Someone locks the door and he is trapped inside.
A young
girl in Hungary keeps a diary as the horrors begin to close
in on her, and when she is deported to Auschwitz, she hides
it in a chimney.
They both
survive -- somehow -- and marry. For years their son, a young
man born and raised in freedom, longs to know what his parents
endured, what gave them the inner strength to overcome, what
was the source of the superhuman power to maintain their Jewish
spirit, morality, and faith under conditions he could not
even imagine.
“Tell
me, ” he pleads. But they cannot bring themselves to relate
their ordeals -- because to retell them is to relive them.
“Why didn’t you fight back? Why didn’t you escape?” How could
he understand, he and his generation, who never had to fight
or to escape?
Finally
they relent and give us this moving memoir. In reality two
memoirs, because this book tells the stories of two people
living through their separate chapters of the unspeakable
-- and surmounting the insurmountable.
The hero
of this story spent five years, five eternities, in slave
labor camps. The heroine was thrust into her ordeal in Auschwitz.

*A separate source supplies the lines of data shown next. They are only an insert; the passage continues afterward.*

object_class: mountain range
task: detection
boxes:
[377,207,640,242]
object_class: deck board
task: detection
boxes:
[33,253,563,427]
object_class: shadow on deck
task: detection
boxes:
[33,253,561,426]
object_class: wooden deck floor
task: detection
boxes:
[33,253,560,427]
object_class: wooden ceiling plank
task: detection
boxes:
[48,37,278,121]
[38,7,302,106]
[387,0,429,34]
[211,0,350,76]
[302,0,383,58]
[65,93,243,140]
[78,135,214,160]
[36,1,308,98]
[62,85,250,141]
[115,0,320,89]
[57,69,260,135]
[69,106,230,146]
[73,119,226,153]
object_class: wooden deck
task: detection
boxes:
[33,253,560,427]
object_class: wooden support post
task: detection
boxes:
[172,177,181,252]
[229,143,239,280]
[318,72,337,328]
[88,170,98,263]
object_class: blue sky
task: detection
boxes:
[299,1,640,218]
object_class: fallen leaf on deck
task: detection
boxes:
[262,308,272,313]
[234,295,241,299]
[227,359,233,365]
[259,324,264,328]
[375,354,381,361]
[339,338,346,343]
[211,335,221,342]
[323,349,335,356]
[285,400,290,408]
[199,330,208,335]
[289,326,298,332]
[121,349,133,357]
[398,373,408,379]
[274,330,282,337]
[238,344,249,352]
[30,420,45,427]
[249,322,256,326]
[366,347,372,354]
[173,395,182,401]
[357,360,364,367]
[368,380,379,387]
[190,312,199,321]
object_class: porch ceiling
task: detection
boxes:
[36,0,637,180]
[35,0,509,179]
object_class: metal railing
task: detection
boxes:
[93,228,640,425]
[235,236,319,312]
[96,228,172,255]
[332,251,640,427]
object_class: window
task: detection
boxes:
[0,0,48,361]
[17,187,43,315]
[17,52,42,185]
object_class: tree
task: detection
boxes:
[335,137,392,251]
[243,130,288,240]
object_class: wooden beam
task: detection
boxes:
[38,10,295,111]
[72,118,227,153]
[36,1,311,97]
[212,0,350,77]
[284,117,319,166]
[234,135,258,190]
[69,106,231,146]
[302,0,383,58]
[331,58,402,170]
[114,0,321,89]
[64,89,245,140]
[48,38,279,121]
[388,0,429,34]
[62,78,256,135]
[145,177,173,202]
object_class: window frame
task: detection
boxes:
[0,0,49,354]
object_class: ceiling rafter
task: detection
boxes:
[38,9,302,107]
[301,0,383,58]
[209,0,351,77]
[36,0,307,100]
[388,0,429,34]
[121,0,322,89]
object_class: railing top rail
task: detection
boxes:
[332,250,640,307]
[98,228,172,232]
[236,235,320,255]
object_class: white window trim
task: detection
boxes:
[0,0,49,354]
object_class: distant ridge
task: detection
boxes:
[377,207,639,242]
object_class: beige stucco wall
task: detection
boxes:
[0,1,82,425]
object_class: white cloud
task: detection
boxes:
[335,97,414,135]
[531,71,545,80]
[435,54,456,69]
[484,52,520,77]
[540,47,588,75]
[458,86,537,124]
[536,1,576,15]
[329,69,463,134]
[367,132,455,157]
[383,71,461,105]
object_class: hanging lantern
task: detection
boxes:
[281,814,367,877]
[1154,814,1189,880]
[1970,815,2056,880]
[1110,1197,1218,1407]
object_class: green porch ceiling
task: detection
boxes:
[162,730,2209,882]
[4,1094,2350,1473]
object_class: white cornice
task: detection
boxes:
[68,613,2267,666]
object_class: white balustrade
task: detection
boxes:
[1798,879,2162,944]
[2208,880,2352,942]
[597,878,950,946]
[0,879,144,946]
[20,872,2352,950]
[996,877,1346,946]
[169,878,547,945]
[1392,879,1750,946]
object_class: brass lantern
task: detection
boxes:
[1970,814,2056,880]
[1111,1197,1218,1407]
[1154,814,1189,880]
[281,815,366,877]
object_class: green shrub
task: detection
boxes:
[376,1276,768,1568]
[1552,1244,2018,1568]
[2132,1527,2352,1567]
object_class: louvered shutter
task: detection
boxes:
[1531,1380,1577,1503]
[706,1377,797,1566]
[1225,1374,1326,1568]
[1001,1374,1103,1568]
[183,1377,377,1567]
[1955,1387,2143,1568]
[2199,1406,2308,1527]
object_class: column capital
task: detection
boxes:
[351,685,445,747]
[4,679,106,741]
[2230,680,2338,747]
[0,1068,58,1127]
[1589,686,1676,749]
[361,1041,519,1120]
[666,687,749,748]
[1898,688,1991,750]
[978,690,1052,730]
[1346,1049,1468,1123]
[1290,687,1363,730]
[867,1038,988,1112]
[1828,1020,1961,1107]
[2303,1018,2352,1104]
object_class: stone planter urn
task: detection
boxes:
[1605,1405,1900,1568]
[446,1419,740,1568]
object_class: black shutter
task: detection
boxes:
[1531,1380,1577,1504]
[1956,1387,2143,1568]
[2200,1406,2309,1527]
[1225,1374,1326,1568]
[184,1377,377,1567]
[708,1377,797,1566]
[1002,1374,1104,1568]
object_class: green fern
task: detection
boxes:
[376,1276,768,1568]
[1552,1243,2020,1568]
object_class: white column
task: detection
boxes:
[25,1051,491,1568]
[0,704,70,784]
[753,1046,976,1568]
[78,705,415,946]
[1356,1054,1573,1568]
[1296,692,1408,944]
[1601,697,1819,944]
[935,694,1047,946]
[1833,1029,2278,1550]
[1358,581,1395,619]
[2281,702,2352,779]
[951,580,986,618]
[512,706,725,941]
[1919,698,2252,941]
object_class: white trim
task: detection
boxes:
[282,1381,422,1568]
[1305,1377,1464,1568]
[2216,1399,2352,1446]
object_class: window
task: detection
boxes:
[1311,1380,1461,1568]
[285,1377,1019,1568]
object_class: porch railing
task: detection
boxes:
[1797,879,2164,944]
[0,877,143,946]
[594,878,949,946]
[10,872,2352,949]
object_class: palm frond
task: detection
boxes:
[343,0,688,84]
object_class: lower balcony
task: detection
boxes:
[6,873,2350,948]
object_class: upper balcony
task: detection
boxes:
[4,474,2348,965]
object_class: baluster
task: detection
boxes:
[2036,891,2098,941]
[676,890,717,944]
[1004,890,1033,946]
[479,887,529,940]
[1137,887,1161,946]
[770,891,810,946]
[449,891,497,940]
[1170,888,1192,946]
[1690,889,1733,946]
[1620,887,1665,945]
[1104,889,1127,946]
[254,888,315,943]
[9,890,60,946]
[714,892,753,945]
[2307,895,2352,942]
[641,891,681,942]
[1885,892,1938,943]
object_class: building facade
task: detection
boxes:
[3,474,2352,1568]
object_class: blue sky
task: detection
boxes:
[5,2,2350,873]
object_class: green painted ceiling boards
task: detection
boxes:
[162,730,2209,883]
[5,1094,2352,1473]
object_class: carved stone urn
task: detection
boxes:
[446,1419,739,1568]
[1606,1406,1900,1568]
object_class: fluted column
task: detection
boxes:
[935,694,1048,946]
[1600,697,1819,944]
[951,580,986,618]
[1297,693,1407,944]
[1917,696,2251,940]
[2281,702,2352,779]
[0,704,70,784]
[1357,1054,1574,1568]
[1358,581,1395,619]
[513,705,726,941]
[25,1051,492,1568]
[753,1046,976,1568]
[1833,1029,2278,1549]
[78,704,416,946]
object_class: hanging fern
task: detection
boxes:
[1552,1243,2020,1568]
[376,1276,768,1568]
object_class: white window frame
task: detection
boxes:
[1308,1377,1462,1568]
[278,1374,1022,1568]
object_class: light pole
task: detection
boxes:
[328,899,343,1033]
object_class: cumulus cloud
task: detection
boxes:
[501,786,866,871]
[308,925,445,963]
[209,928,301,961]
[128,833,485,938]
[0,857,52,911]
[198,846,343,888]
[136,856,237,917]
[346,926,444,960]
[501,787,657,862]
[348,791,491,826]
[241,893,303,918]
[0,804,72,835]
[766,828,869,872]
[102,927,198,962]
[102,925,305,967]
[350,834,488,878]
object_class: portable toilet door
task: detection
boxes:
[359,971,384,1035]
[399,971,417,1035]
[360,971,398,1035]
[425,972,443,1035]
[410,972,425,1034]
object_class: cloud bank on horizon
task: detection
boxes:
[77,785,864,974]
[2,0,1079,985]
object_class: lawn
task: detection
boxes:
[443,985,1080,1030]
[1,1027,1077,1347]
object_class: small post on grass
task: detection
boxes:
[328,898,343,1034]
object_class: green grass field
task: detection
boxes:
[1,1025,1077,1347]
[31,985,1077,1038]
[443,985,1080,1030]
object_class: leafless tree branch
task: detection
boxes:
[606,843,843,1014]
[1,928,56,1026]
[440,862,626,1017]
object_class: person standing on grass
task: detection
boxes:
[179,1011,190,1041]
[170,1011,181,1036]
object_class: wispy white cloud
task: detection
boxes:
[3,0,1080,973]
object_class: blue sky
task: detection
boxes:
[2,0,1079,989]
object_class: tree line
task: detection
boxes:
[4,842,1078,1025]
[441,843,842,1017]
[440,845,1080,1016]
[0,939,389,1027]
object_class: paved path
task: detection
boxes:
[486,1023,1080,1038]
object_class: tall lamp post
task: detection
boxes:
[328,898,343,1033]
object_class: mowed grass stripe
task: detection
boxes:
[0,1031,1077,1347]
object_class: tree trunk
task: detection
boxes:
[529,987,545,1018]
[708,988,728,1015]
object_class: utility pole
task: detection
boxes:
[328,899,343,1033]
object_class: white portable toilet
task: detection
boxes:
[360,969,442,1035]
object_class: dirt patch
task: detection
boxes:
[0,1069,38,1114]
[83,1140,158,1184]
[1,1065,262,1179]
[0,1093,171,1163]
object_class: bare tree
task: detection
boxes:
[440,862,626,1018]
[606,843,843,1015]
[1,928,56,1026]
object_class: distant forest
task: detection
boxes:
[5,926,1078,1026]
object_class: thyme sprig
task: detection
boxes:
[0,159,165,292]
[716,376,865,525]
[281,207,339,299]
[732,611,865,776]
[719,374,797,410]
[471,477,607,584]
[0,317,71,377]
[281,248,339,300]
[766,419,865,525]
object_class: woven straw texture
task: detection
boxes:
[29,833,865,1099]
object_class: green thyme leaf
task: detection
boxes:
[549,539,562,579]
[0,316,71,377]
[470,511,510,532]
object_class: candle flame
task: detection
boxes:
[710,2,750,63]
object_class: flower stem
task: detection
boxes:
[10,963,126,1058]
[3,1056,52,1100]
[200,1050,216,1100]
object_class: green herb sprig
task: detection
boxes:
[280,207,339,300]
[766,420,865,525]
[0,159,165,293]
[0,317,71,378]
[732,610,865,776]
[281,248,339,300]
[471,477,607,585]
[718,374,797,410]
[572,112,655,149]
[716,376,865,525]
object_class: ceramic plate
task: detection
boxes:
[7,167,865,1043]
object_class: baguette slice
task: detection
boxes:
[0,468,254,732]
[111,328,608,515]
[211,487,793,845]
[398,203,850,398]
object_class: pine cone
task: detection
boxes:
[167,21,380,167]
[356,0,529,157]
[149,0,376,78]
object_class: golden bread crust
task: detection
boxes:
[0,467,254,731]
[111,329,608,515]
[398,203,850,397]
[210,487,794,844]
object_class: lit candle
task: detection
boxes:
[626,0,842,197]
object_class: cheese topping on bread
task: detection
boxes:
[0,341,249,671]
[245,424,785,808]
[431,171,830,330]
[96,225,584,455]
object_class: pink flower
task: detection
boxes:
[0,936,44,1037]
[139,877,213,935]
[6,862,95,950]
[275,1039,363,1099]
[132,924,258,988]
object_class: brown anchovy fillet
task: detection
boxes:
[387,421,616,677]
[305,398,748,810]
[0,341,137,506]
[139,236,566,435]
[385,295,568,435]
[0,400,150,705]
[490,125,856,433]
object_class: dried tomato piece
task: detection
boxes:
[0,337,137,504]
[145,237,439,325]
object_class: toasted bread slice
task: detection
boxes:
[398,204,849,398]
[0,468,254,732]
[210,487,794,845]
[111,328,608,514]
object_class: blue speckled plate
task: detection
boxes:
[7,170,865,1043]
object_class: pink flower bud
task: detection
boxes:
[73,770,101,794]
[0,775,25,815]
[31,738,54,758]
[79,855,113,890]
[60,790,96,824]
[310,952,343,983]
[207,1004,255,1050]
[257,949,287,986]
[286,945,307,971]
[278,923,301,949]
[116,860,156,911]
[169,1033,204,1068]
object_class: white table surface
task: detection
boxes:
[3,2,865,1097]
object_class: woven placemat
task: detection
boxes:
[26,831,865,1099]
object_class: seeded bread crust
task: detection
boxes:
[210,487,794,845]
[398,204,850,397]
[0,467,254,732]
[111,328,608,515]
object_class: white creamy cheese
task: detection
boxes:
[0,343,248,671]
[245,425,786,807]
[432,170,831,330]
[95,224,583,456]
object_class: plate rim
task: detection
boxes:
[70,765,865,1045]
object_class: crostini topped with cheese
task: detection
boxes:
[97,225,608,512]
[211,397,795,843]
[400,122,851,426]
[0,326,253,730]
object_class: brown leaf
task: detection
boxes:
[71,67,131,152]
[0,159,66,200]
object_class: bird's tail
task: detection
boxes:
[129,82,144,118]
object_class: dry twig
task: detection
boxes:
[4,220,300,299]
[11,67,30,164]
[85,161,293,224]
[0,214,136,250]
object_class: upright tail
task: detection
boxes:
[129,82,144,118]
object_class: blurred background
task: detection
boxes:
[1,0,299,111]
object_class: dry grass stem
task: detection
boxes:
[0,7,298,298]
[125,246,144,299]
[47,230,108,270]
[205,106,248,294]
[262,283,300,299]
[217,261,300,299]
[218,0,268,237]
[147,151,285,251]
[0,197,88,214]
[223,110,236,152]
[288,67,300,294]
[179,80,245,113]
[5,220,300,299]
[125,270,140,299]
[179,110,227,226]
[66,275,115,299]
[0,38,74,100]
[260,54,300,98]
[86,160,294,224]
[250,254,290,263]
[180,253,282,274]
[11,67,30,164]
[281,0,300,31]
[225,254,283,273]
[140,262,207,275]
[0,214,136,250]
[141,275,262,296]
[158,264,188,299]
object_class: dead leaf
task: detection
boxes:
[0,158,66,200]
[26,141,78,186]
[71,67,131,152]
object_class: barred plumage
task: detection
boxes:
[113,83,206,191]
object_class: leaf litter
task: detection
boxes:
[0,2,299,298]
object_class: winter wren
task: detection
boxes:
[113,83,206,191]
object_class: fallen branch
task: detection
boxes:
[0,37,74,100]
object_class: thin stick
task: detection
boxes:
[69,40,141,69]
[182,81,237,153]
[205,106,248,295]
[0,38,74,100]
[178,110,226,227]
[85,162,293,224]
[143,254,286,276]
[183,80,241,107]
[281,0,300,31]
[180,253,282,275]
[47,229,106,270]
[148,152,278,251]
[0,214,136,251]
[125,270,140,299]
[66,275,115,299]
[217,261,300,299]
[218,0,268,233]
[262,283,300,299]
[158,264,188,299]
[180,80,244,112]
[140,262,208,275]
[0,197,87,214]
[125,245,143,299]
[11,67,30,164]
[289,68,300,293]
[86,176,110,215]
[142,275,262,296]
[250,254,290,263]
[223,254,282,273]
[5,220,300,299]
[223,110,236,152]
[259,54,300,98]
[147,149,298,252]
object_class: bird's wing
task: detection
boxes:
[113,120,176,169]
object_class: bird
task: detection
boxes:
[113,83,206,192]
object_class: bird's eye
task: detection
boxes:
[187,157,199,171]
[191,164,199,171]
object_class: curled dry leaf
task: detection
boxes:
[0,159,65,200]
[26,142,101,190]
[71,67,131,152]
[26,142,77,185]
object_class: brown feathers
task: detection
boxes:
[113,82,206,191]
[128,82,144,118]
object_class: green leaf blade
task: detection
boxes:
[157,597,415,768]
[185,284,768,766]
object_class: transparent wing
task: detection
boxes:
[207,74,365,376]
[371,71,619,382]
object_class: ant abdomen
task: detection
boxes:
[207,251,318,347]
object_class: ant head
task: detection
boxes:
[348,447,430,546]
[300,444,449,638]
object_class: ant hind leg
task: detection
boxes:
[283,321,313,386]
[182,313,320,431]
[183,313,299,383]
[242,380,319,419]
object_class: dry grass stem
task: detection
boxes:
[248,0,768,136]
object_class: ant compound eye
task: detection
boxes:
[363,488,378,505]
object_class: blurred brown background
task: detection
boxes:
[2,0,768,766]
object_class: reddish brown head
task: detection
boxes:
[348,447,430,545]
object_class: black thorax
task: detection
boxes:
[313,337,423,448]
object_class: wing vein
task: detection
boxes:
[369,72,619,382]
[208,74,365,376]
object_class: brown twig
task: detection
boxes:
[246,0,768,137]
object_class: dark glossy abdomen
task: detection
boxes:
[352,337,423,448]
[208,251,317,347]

She and her mother marched together toward the hated Dr. Mengele;
he motioned the young girl to the right and her mother to
the left. The mother knew what that meant, but the daughter
did not -- and has forever regretted her lost opportunity
to say good-bye.
In the
cattle car to Auschwitz, a rabbi strengthened his fellow prisoners
with the fervent guarantee that Klal Yisrael will outlive
its oppressors. His memorable words left an indelible impression
and proved true.
This touching
book records the emotional outpouring of two people responding
to the inquiries of their son, telling their story, because
otherwise he would never know it -- and it is important that
he know. The same goes for all of us. We all must know.
Sensitively
written by Miriam Dansky,a master of her craft, based on a
manuscript by Mrs. Edith Reifer, this book takes the reader
into the inner psyche of its protagonists and lets us share
their hope, faith -- and, ultimately, their profound success.